Человек безропотно подчинился ее заботам. Наташа обмыла кровь с лица, наложила компресс на распухший глаз и, наконец, присела рядом со своим пациентом на топчан, украдкой рассматривая его.
Это был средних лет мужчина с грубым, словно дубленым, лицом. Лохматая черная бровь нависла над глубоко запавшим глазом. Другая, сбитая, приподнялась в изумлении над опухолью, да так и застыла, короткий прямой толстый нос с резко очерченными широкими ноздрями придавал всему лицу суровое выражение. И тем не менее чувствовалось, что добродушие и доверчивость преобладают в этом человеке.
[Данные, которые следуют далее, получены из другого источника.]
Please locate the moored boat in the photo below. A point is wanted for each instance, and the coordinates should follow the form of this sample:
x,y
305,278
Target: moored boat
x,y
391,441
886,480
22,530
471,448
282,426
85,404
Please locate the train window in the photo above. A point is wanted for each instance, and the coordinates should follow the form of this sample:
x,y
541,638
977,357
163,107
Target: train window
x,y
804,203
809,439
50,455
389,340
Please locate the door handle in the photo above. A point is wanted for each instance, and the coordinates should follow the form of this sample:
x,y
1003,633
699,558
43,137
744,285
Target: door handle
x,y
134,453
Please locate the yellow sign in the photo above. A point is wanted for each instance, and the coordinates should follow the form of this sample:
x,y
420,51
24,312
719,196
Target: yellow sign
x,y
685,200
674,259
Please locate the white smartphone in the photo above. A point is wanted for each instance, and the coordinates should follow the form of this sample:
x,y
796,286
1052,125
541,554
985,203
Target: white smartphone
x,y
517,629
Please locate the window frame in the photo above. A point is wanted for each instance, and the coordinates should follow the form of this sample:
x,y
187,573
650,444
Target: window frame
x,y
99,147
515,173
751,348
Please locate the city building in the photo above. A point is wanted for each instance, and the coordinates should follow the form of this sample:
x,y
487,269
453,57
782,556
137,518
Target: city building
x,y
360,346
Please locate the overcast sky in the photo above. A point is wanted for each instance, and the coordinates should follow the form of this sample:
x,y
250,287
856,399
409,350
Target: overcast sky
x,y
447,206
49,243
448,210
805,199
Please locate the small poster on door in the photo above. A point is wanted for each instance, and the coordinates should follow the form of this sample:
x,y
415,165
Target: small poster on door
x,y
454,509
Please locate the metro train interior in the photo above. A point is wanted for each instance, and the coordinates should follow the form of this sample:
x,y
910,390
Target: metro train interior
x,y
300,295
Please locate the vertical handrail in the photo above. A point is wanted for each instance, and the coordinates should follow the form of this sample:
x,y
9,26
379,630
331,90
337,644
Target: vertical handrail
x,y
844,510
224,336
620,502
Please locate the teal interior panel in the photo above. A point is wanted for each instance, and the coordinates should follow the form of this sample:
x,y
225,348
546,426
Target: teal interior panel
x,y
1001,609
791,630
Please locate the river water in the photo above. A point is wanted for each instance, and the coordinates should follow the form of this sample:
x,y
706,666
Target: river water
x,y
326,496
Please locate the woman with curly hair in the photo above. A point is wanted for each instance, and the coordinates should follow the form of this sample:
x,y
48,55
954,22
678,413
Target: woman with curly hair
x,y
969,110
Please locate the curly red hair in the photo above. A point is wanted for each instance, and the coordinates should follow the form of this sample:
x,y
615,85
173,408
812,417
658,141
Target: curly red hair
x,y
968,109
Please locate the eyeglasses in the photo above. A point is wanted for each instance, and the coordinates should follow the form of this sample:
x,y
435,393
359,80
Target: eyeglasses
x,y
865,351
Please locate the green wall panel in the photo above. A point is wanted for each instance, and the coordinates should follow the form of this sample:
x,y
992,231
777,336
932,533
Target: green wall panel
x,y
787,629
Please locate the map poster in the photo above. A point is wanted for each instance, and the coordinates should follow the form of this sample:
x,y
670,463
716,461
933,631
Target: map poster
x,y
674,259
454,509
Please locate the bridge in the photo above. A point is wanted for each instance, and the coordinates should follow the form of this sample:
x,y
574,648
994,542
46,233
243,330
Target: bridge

— Странные истории происходят, — опять заговорил незнакомец. Голос его звучал глухо и трудно. — Я здесь — это в порядке вещей, а вот как сюда попала барышня — не пойму. Вы учительница?
— Нет, я Наташа Краснинская. — И, заметив, что ее имя ничего ему не сказало, добавила торопливо: — Дочь помещика из Краснинки.
Единственный глаз избитого сузился и сразу потерял добродушное выражение.
— Что же это вас, госпожа Краснинская, ваши освободители в кутузку посадили? Не угодили им чем? Вы меня извините, конечно, не привык я в тюрьмах таких, как вы, встречать. Или вы за народ болеете? — спросил он.